As chuvas iam diminuindo a medida que a estação caminhava. Era uma preparação da natureza para o equilíbrio das coisas.

O sol demorava mais tempo no dia e às vezes, nem chovia.

O chão molhado enfeitava a singeleza do capim… O cogumelo era o adorno que a vida oferecia.

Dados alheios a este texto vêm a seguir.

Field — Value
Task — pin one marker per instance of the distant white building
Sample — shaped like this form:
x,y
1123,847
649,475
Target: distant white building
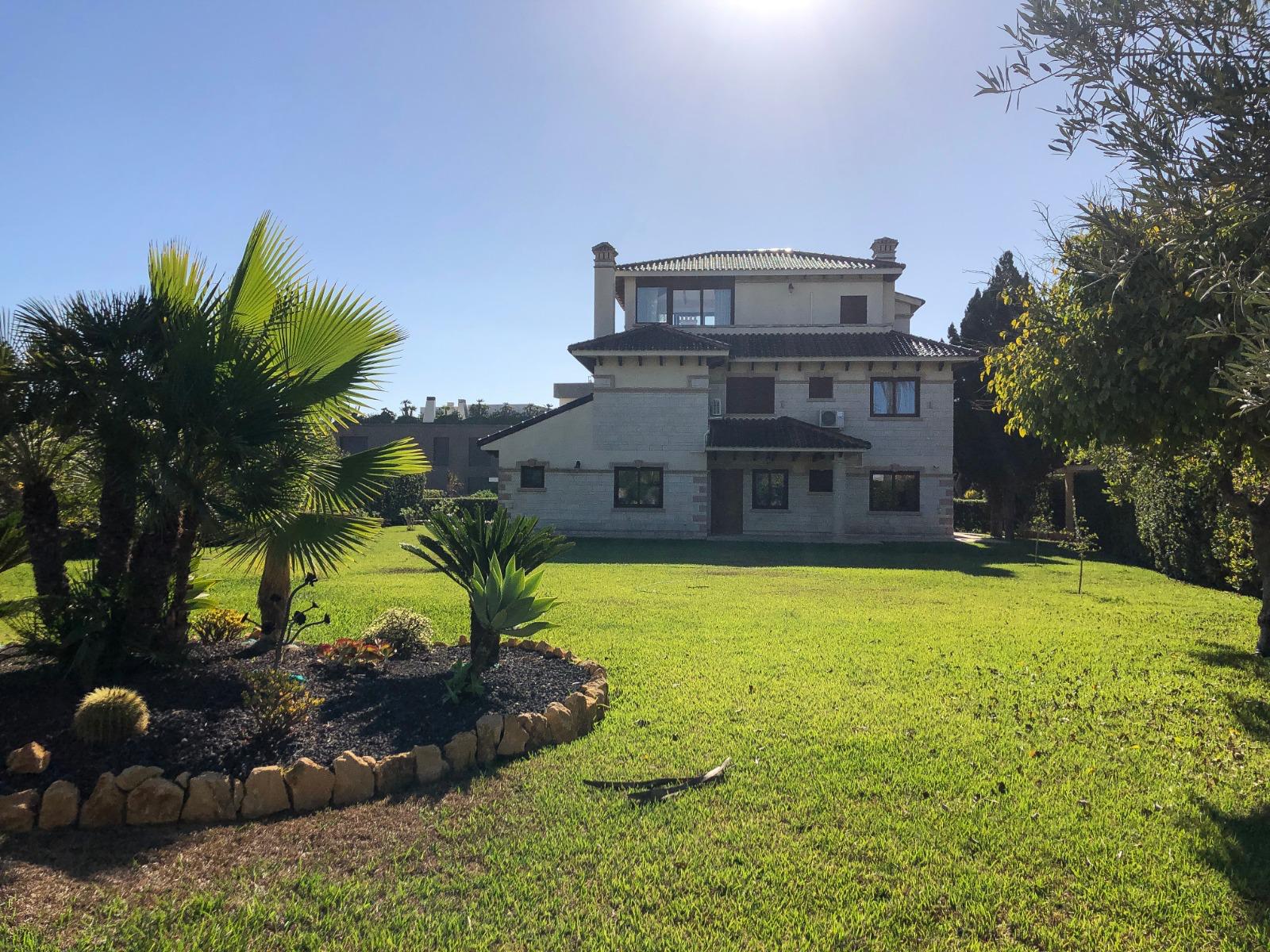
x,y
764,393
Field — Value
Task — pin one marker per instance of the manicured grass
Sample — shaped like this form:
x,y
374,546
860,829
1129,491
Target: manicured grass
x,y
935,747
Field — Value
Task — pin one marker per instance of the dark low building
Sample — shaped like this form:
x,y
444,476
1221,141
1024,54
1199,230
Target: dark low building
x,y
450,447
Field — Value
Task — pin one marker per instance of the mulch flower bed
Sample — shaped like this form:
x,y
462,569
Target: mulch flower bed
x,y
197,721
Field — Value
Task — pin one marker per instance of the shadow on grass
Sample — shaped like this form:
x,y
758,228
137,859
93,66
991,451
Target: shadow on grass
x,y
996,560
1240,850
1219,655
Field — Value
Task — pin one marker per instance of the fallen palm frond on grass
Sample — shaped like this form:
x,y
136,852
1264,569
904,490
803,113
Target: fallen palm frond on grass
x,y
662,787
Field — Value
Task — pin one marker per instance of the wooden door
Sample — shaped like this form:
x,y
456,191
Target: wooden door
x,y
727,501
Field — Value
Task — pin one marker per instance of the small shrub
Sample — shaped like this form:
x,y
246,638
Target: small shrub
x,y
277,701
216,625
404,630
111,716
353,653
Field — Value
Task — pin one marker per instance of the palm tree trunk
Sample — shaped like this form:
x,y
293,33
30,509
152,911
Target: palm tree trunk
x,y
150,577
271,597
484,647
41,522
177,624
117,517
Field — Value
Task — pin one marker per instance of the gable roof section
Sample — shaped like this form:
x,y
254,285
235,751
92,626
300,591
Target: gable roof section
x,y
779,433
533,420
760,259
662,340
651,340
868,344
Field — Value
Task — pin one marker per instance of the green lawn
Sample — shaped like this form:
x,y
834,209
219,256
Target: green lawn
x,y
935,747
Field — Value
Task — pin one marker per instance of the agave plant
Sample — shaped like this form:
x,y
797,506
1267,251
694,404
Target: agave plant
x,y
465,547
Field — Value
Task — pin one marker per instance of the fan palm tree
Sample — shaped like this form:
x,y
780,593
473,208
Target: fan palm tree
x,y
291,503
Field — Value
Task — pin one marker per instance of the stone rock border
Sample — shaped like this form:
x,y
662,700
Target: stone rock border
x,y
141,795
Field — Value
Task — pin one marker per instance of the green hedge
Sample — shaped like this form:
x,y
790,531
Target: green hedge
x,y
971,514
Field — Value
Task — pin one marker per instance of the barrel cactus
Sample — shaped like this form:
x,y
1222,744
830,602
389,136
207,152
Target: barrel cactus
x,y
111,716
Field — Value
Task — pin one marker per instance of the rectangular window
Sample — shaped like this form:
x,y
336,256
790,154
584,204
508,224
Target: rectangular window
x,y
751,395
854,309
441,451
686,309
685,304
895,397
819,482
638,488
772,489
819,387
715,306
895,493
651,305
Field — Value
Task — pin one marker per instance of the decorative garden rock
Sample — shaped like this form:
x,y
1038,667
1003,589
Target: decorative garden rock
x,y
210,799
461,752
154,801
105,805
140,795
516,735
489,731
560,723
133,777
31,758
264,793
355,778
310,785
394,774
59,806
429,766
540,731
18,812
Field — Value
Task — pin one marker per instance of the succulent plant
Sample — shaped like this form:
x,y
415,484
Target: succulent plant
x,y
406,630
111,716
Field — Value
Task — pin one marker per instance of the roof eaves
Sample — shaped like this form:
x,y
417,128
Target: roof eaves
x,y
533,420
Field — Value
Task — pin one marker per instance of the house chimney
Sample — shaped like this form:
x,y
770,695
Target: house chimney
x,y
606,276
884,249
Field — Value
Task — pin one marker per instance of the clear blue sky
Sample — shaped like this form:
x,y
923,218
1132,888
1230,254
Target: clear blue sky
x,y
457,160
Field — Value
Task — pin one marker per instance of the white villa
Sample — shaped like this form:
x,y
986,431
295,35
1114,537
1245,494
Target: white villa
x,y
766,393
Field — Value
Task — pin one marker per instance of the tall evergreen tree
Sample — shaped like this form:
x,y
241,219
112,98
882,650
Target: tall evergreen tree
x,y
1005,466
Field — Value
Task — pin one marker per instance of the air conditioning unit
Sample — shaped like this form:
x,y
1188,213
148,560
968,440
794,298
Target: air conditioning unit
x,y
833,419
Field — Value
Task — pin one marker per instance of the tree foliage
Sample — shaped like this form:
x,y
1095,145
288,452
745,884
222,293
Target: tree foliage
x,y
1006,466
1156,336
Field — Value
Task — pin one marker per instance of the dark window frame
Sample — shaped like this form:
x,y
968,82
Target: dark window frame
x,y
918,397
864,310
822,380
672,285
639,473
768,505
889,476
730,403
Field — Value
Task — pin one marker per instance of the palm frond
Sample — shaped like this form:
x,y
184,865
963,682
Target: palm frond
x,y
272,264
352,482
317,543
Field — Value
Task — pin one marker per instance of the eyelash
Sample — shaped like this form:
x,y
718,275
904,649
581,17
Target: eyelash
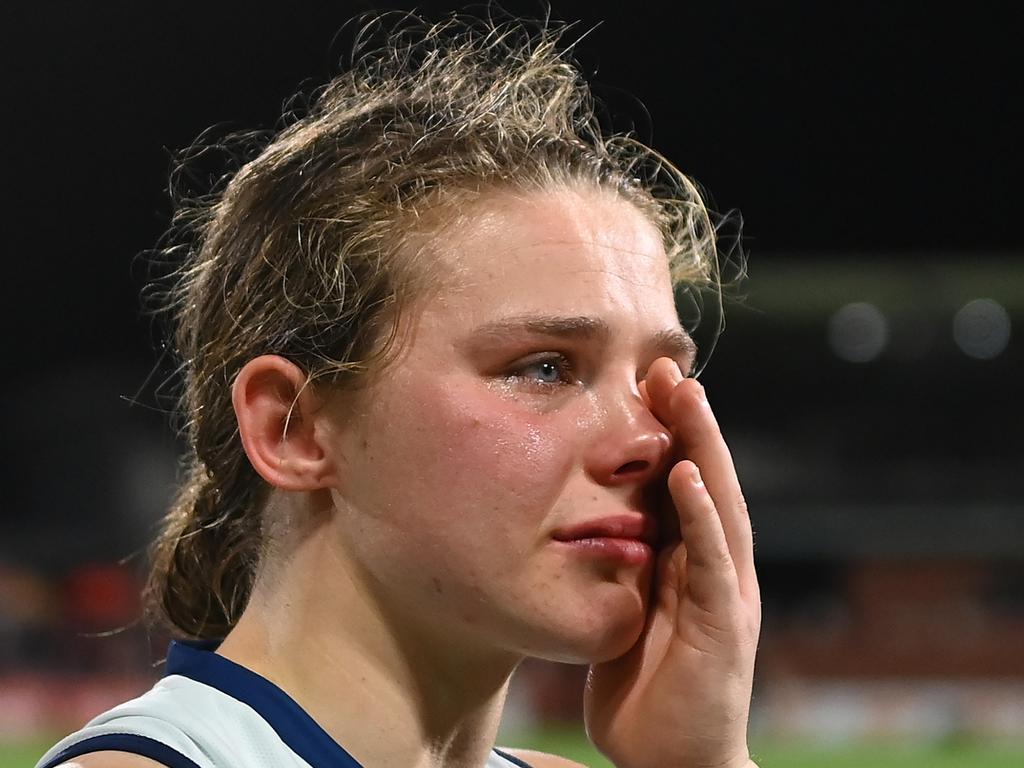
x,y
566,376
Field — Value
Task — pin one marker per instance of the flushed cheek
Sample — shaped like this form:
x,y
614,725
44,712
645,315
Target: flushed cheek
x,y
491,455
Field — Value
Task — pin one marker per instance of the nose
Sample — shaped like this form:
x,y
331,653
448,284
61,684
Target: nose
x,y
634,446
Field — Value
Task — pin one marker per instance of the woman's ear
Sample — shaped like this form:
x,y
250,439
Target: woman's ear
x,y
276,410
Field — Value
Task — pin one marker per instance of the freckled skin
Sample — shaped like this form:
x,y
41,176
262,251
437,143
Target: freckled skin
x,y
457,474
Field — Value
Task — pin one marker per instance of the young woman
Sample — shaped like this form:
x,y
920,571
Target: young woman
x,y
440,421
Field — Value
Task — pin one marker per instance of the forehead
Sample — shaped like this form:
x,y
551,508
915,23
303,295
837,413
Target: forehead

Parecia o sorvete decorado que a gente via na propaganda da Revista e a gente comparava com o sabor do bolo de coco que a mãe fazia para o chá da tarde.

“Cuidado com as vontades tolas – a mãe dizia, ou mesmo a bá – elas podem envenenar o corpo ou a alma..”

Aprendi a reconhecer aos poucos os venenosos e me recordava sempre da frase repetida infinitas vezes – o que cura também pode matar – e isso me livrou de algumas enrascadas…

Aconteceu de uma vez cortar o pé em um pedaço de vidro jogado contra uma árvore por um dos irmãos. O corte imenso foi estancado, limpo e nele foi colocado o pó do cogumelo colhido logo além do quintal… No dia seguinte, já não havia resquícios de dores, nem de infecção.

Mas a lição ficara para a vida toda sobre o poder da cura e de como a natureza nos envolvia dentro de sua oferta.